New York chimps granted 'habeas corpus' hearing, same basic legal rights as humans
They may be chimps, but Hercules and Leo are going to get their day in court.
The apes have been used as research animals at New York's Stony Brook University. Now, a group called the Nonhuman Rights Project has taken the school to court in an effort to have Hercules and Leo released to a sanctuary.
Yesterday, the judge in the case issued a writ of habeas corpus. The activists say that makes Hercules and Leo the first animals to enjoy the same basic legal rights as humans.
"We never file a habeas corpus lawsuit on behalf of a non-human animal unless we have already arranged for them to go somewhere," Steven Wise, president of the Nonhuman Rights Project, tells As It Happens host Carol Off.
The group wants to put Hercules and Leo in a south Florida chimpanzee sanctuary called Save the Chimps.

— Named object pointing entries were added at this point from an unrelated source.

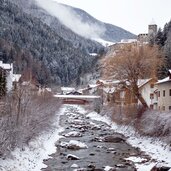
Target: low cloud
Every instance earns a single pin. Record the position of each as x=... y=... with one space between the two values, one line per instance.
x=69 y=18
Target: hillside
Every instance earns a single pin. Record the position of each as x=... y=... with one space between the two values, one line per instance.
x=111 y=32
x=34 y=46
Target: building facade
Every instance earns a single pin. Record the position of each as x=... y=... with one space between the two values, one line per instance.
x=164 y=93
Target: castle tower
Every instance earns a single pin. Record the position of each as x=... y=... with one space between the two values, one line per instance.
x=152 y=30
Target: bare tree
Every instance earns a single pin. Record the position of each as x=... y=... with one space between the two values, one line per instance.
x=133 y=62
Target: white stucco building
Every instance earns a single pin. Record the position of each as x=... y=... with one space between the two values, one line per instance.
x=147 y=89
x=10 y=76
x=164 y=93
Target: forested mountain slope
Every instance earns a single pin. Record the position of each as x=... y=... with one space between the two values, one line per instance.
x=34 y=46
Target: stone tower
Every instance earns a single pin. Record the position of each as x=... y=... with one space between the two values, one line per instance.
x=152 y=31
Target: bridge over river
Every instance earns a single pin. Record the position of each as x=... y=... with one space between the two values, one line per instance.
x=78 y=99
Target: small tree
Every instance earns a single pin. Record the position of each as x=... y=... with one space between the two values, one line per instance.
x=2 y=83
x=133 y=62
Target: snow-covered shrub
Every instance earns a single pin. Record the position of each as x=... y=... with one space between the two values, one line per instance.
x=24 y=116
x=156 y=123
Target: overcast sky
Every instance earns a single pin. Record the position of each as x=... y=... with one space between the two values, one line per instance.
x=132 y=15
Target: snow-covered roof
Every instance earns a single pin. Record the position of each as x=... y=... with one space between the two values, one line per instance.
x=16 y=77
x=67 y=89
x=152 y=22
x=92 y=85
x=78 y=96
x=142 y=82
x=107 y=82
x=5 y=66
x=109 y=90
x=164 y=80
x=93 y=54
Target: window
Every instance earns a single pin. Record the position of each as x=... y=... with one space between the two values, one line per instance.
x=163 y=107
x=151 y=85
x=151 y=96
x=151 y=106
x=163 y=93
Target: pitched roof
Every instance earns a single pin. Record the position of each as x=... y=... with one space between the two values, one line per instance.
x=167 y=79
x=142 y=82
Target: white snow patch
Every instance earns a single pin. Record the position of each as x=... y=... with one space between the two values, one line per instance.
x=72 y=134
x=74 y=166
x=32 y=156
x=108 y=168
x=70 y=156
x=78 y=144
x=93 y=54
x=103 y=42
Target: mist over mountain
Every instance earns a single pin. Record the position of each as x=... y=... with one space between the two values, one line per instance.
x=39 y=42
x=83 y=23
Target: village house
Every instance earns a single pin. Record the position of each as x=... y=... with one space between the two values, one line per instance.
x=147 y=89
x=11 y=79
x=164 y=93
x=146 y=37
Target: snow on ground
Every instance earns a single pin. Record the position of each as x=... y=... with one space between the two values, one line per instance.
x=104 y=42
x=31 y=158
x=152 y=146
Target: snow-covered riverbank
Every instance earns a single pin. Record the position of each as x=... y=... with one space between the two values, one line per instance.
x=31 y=158
x=160 y=152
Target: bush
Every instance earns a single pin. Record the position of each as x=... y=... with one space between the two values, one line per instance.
x=24 y=116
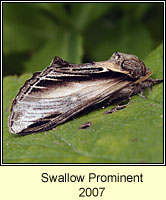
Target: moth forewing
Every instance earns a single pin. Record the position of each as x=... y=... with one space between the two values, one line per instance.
x=62 y=90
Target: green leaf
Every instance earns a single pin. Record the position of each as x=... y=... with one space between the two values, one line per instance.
x=65 y=44
x=25 y=27
x=131 y=135
x=84 y=14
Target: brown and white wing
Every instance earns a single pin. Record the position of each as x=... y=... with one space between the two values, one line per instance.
x=53 y=96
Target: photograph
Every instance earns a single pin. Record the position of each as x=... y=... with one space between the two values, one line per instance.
x=83 y=83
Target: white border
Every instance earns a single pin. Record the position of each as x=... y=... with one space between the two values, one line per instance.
x=79 y=164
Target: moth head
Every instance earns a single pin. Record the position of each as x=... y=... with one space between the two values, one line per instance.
x=127 y=64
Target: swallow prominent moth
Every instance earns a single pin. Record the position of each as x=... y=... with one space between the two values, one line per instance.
x=62 y=90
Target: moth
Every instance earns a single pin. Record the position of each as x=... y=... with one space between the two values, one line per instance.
x=63 y=90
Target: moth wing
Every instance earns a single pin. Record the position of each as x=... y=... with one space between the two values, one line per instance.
x=50 y=98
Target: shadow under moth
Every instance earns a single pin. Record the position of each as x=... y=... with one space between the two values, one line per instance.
x=63 y=90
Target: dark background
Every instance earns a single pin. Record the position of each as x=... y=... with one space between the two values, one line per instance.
x=33 y=33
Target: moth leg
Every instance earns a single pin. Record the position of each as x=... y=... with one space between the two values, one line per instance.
x=141 y=94
x=118 y=107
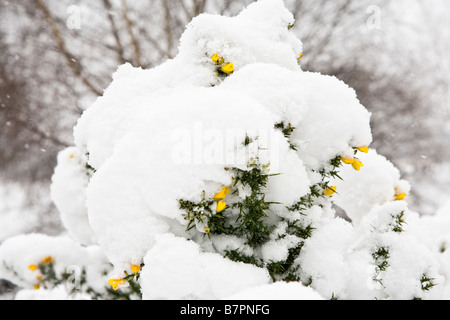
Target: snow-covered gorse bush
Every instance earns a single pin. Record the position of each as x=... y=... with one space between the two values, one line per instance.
x=218 y=175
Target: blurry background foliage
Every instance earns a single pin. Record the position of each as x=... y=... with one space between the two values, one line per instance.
x=57 y=56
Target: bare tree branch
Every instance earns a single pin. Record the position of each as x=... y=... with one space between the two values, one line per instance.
x=76 y=68
x=134 y=42
x=115 y=32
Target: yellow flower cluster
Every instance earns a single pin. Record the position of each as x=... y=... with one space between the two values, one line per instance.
x=116 y=284
x=225 y=67
x=399 y=196
x=221 y=205
x=34 y=268
x=329 y=191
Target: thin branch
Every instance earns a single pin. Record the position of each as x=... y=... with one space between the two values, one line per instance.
x=134 y=42
x=167 y=28
x=115 y=32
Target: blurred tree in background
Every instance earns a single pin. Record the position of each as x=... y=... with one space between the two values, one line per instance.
x=57 y=56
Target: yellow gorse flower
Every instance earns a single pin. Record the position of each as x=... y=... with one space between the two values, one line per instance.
x=364 y=149
x=135 y=268
x=222 y=194
x=399 y=195
x=357 y=165
x=32 y=267
x=48 y=260
x=227 y=68
x=217 y=59
x=221 y=206
x=329 y=191
x=348 y=160
x=116 y=283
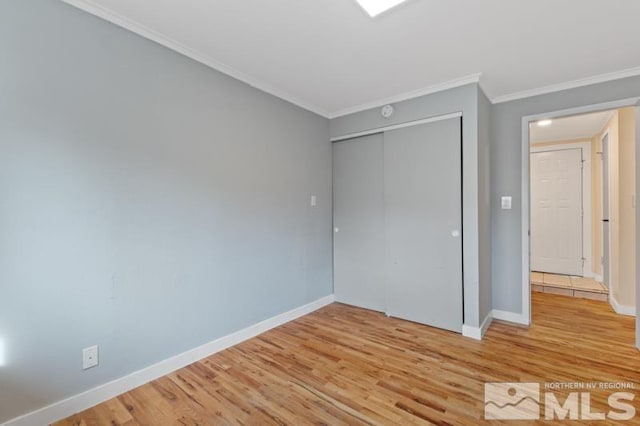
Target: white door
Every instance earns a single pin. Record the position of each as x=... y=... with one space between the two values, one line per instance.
x=423 y=216
x=556 y=212
x=358 y=217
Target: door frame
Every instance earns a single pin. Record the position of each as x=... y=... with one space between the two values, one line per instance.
x=587 y=222
x=607 y=134
x=525 y=316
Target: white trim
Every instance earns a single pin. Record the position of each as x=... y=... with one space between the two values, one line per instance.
x=512 y=317
x=587 y=222
x=621 y=309
x=451 y=84
x=602 y=78
x=524 y=188
x=396 y=126
x=477 y=333
x=97 y=395
x=606 y=134
x=91 y=7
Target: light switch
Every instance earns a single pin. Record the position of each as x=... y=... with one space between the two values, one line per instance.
x=506 y=203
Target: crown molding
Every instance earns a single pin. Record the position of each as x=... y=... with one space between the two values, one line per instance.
x=139 y=29
x=473 y=78
x=601 y=78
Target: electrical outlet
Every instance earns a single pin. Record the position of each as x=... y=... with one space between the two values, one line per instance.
x=89 y=357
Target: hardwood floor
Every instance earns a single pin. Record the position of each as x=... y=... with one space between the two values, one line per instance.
x=344 y=365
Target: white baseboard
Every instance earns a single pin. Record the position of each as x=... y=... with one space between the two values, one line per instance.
x=97 y=395
x=477 y=332
x=621 y=309
x=510 y=317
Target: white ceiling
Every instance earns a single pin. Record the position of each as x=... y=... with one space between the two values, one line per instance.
x=331 y=57
x=583 y=126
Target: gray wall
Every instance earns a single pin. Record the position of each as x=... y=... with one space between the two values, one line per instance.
x=148 y=204
x=484 y=203
x=461 y=99
x=506 y=176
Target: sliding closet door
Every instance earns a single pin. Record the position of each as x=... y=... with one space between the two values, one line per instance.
x=423 y=209
x=358 y=219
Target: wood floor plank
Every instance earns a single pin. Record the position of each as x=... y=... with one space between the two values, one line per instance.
x=345 y=365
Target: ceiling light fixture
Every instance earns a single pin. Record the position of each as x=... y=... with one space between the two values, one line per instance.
x=376 y=7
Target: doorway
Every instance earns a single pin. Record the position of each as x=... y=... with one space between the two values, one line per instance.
x=580 y=209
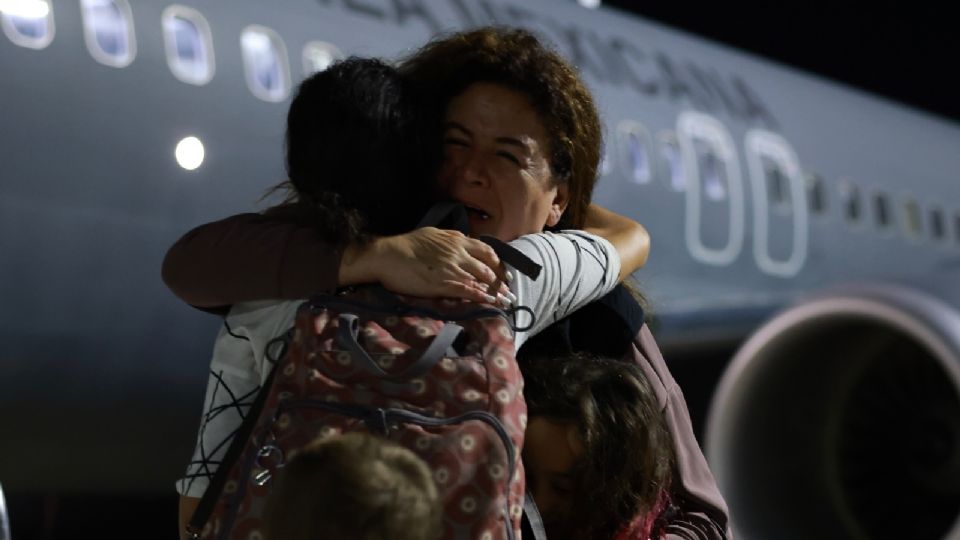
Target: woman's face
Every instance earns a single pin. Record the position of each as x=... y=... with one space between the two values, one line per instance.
x=496 y=162
x=551 y=448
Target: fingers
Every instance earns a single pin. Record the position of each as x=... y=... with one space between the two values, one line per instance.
x=486 y=255
x=467 y=291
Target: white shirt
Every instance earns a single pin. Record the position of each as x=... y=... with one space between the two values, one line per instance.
x=578 y=268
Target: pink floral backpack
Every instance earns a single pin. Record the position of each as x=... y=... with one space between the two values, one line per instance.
x=439 y=377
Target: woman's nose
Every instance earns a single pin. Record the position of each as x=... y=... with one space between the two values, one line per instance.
x=470 y=170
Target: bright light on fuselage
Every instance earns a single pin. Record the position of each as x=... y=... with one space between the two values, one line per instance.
x=189 y=153
x=25 y=9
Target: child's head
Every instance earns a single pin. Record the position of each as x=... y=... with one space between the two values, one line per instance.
x=361 y=154
x=597 y=452
x=354 y=486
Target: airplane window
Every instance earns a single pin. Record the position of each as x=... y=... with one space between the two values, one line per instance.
x=28 y=23
x=265 y=63
x=778 y=188
x=881 y=210
x=673 y=161
x=956 y=227
x=850 y=195
x=712 y=173
x=912 y=218
x=606 y=166
x=712 y=168
x=189 y=46
x=816 y=194
x=108 y=31
x=634 y=146
x=318 y=56
x=938 y=229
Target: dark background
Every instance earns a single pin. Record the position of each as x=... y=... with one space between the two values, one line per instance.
x=904 y=51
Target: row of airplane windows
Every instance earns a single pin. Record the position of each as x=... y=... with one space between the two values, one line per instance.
x=110 y=37
x=109 y=34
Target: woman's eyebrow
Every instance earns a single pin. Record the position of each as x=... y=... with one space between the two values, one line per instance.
x=514 y=142
x=457 y=126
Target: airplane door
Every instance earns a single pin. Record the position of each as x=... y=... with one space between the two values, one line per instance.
x=780 y=211
x=714 y=226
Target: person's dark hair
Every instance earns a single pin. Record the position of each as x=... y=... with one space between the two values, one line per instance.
x=518 y=60
x=628 y=455
x=360 y=156
x=354 y=487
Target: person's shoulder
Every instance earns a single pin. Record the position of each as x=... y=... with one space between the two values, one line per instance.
x=250 y=316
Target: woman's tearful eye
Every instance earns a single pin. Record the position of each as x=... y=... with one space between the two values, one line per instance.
x=450 y=141
x=509 y=157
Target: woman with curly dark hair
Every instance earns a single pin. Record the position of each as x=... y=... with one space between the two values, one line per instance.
x=597 y=455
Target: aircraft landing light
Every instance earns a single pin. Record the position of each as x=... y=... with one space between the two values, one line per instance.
x=189 y=153
x=25 y=9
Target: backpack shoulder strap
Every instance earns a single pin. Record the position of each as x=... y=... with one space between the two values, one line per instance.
x=209 y=500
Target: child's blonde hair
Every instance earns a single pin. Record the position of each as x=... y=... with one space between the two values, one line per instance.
x=354 y=486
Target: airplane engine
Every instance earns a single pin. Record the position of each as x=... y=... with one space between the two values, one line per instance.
x=840 y=418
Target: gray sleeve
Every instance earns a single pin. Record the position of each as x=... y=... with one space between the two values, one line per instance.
x=578 y=268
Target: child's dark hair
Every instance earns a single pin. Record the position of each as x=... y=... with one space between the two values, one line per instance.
x=625 y=471
x=360 y=153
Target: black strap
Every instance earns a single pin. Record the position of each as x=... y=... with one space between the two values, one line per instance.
x=453 y=215
x=210 y=497
x=347 y=338
x=446 y=215
x=531 y=524
x=513 y=256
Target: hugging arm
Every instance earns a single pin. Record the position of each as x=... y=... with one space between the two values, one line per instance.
x=254 y=257
x=628 y=237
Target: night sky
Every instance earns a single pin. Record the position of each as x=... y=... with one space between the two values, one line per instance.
x=904 y=51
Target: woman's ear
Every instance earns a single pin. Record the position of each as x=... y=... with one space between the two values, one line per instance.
x=559 y=205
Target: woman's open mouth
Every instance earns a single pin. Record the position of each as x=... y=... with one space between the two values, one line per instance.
x=477 y=213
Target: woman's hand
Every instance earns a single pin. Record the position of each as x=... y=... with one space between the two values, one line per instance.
x=428 y=262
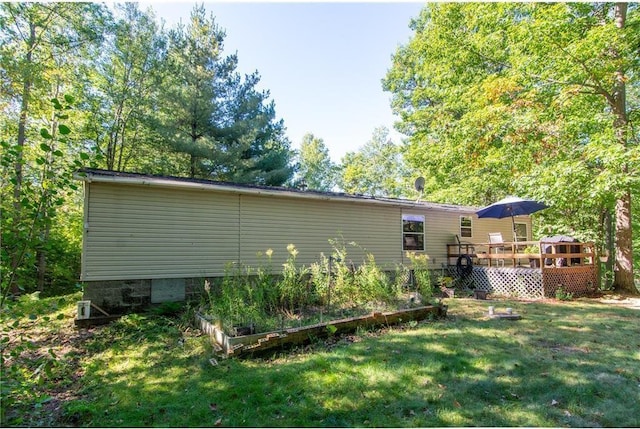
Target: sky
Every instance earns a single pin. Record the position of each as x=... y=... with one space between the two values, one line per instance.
x=322 y=63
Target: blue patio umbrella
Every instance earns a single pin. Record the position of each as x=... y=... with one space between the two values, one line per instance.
x=511 y=206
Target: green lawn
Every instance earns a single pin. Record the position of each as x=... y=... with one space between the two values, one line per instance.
x=573 y=363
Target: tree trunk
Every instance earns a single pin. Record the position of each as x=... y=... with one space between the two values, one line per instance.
x=624 y=235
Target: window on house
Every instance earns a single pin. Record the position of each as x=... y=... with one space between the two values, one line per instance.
x=521 y=232
x=412 y=232
x=466 y=229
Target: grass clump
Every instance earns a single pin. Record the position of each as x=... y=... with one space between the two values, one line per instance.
x=563 y=364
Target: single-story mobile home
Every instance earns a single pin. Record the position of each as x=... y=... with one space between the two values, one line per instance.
x=149 y=239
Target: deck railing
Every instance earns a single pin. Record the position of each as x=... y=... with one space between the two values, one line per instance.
x=549 y=254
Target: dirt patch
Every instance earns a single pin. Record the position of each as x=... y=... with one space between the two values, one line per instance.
x=50 y=365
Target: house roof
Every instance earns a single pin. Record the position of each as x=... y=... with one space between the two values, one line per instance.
x=105 y=176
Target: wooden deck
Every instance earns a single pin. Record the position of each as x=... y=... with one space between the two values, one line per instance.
x=505 y=269
x=550 y=254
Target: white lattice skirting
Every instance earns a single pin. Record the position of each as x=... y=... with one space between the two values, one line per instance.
x=534 y=282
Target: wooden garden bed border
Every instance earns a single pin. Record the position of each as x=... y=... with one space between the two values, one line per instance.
x=234 y=346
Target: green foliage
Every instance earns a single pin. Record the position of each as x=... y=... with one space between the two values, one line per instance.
x=35 y=244
x=218 y=123
x=526 y=99
x=257 y=297
x=422 y=273
x=315 y=169
x=30 y=371
x=377 y=169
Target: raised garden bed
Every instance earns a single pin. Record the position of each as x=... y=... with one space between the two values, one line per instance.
x=244 y=344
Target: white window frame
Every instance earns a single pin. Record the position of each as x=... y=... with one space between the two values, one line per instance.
x=413 y=236
x=466 y=228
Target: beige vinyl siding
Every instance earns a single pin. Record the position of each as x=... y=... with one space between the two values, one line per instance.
x=482 y=228
x=139 y=232
x=273 y=223
x=441 y=227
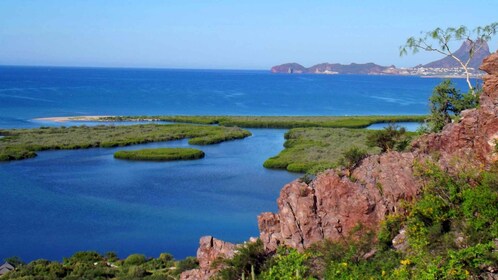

The Nonhuman Rights Project has not been inside Stony Brook University to see the animals.
"I don't think they have any idea about what the world is like outside of their labs," Wise says. "They're very young chimpanzees. They were born into captivity. They have no idea that there is such a space as Save the Chimps. Or there are places where there's grass, and there's trees and blue sky."
But how can the group know what kind of life the chimpanzees would choose if they were able to?
"Our experts would say that, given the choice, they have no doubt that they would want to live with other chimpanzees in a warm environment," he says.
The habeas corpus hearing is currently scheduled for May 6.